Граненое время (Бурлак) - страница 41

Федя едва успевал закрывать и открывать пушечный замок. Наводчик горячился, стрелял часто, покрикивая на своих помощников:

— Не робей, хлопцы!.. Федька, крепись, атаманом будешь!.. Эй, вы там, не задерживай, давай поворачивайся!..

Ему страшно хотелось подбить заносчивого «господина Фердинанда», чтобы знал наших. А когда подбил крайнего, подставившего бок, то еще больше распалился, — едкий пот застилал глаза, он смахивал его тыльной стороной ладони и вновь приникал к панораме, судорожно ловя в перекрестье очередную цель.
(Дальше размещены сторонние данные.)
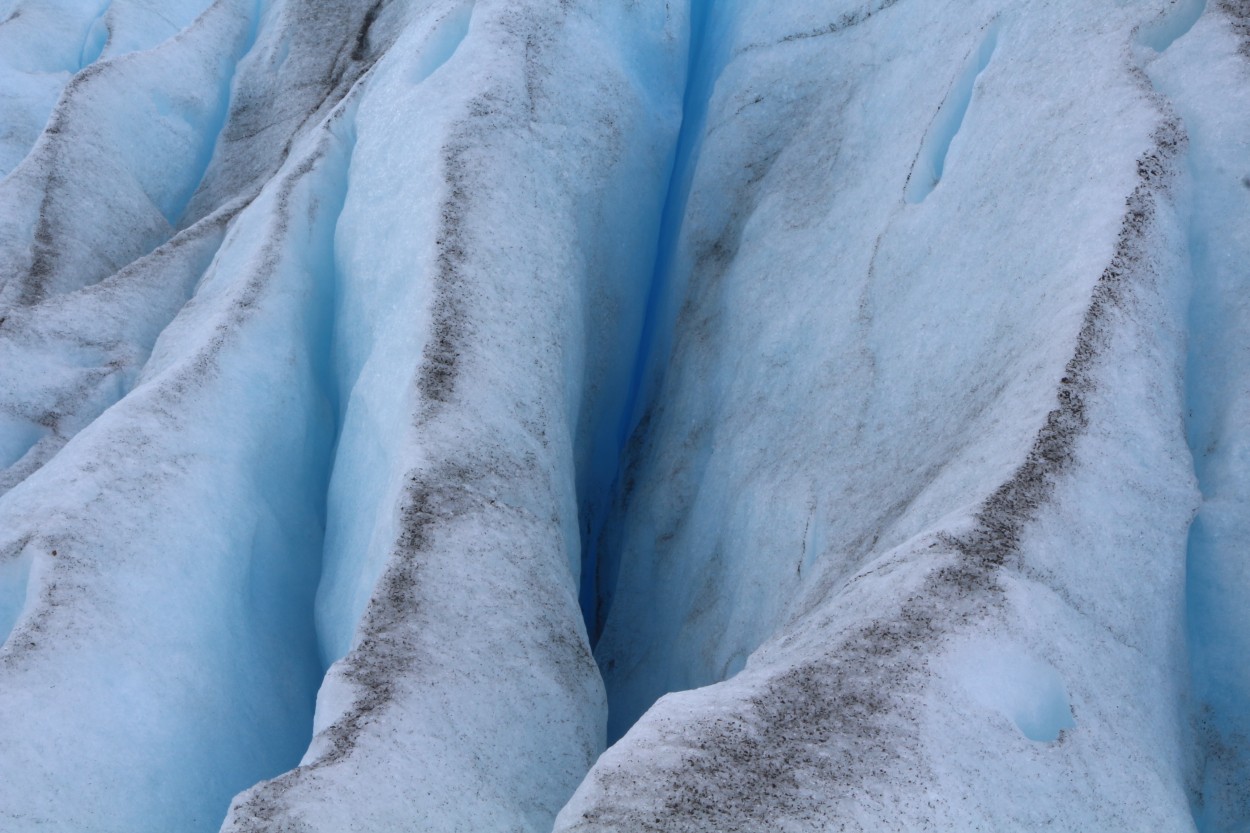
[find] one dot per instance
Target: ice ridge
(623, 415)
Гитлеровцев отбросили с большими для них потерями. Пехота прочно обосновалась на занятом рубеже. Но высоту взять не удалось: по ее сплошь изрытым склонам короткими перебежками и ползком возвращались на исходный рубеж солдаты.

Третий день тоже не принес успеха. Высота 208, еще недавно никому не известная, теперь упоминалась в каждом боевом донесении комдива, в армейских оперативных сводках и была обведена кружком на карте командующего. Может быть, эта высота обратила внимание даже самого Верховного, скользнувшего недовольным взглядом по фронту южнее Харькова...

Наступил день четвертый. К утренним атакам давно привыкли, и каждый ждал, что вот-вот начнется артподготовка. Но время шло, солнце поднималось выше, выше, а батареи за ближним лесом молчали. Как хорошо, когда на переднем крае тихо... Сентябрьское солнышко, заглянув в траншею, обласкает солдата теплыми лучами, и солдат, осмотревшись вокруг, подивится неброской, милой красоте бабьего задумчивого лета: еще не пожухли травы, еще шепчется таинственно кустарник, и мирно синеет безоблачное небо над головой, и в воздухе колышутся белые нити чудо-паутинки. Как быстро жизнь берет свое, стоит только установиться тишине, пусть и такой непрочной.

«Неужели генерал отказался от своего решения?» — не раз спрашивал себя Федя, то радуясь этому, то огорчаясь.

— К бою! — громко повторил команду белобрысый телефонист, что всегда посмеивался над заряжающим Иваном, хотя сам мечтал о сержантском звании.

Такая благодать — и снова бой...Заклубилась от гулких разрывов высота: как дремлющий вулкан, она вдруг выбросила из кратера длинные султаны дыма.

Федя оглянулся: через огневые позиции дивизиона, маневрируя среди воронок, шли самоходки. Одна из них прошла почти рядом. Федя прочел меловую надпись на броне: «Даешь Днепр!» Он долго не спускал глаз с этой самоходки, пока она не скрылась из виду.

Потом счет времени был потерян. Федя помнит лишь отдельные, разрозненные минуты. Вот противотанковые пушки, одна за другой, помчались на новые огневые позиции. Когда он вместе с наводчиком сбросил лафет со шкворня, то первое, что заметил в просвете между разрывами, было то самое самоходное орудие, и подле него, как солдатская обмотка, во всю длину распустилась порванная гусеница. Но экипаж еще отстреливался, еще верил в то, что увидит Днепр.